Hoping someone can help. My neighbor has a Reliant NN820. One of the motor bolts has gone missing and we're trying to figure out what size it is.. Anyone happen to have a Reliant NN820 possibly with an owner's/parts guide? Not sure how we'll track it down otherwise and it's a great machine. Hate to see it go to waste due to a missing bolt.

Thanks!


----------



## Steve Neul (Sep 2, 2011)

Can you post a picture of exactly which bolt is missing. If it's just a bolt a stock one could be used.
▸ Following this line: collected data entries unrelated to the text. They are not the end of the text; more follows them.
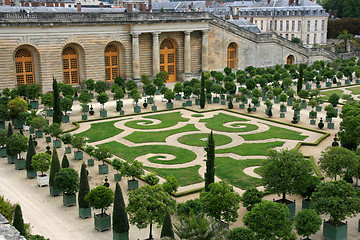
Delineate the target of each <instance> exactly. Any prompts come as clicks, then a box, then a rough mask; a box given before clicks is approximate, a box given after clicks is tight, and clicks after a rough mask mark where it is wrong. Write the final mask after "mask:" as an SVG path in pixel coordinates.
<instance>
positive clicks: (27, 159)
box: [25, 135, 36, 172]
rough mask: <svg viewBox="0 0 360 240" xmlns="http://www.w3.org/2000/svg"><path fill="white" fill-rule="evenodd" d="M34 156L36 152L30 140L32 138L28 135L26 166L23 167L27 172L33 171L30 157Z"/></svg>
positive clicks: (31, 157)
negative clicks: (25, 169) (27, 148)
mask: <svg viewBox="0 0 360 240" xmlns="http://www.w3.org/2000/svg"><path fill="white" fill-rule="evenodd" d="M35 154H36V151H35V146H34V141H33V139H32V136H31V135H30V137H29V143H28V149H27V153H26V165H25V169H26V171H28V172H32V171H34V168H33V166H32V157H33V156H34V155H35Z"/></svg>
The cover on the motor is probably a sheet metal screw.


----------



## declan (Oct 8, 2008)

Will post tonight


----------



## declan (Oct 8, 2008)

And six days later.... It's the screw in the actual fan blade component that's missing... Pic attached


----------



## del schisler (Nov 5, 2009)

declan said:


> And six days later.... It's the screw in the actual fan blade component that's missing... Pic attached


go here and see the parts list http://www.ereplacementparts.com/


----------



## GeorgeC (Jul 30, 2008)

If the parts list does not help and the part is portable, take the part to the store and find a fit. 

If it is not portable find a friend with a tap set and use it to find the correct size. If that does not work then buy some screws (looks like machine screw) that are the correct(or near correct) diameter in several pitches. 

You may also be able to get a pitch size test tool and find the correct pitch.

George


----------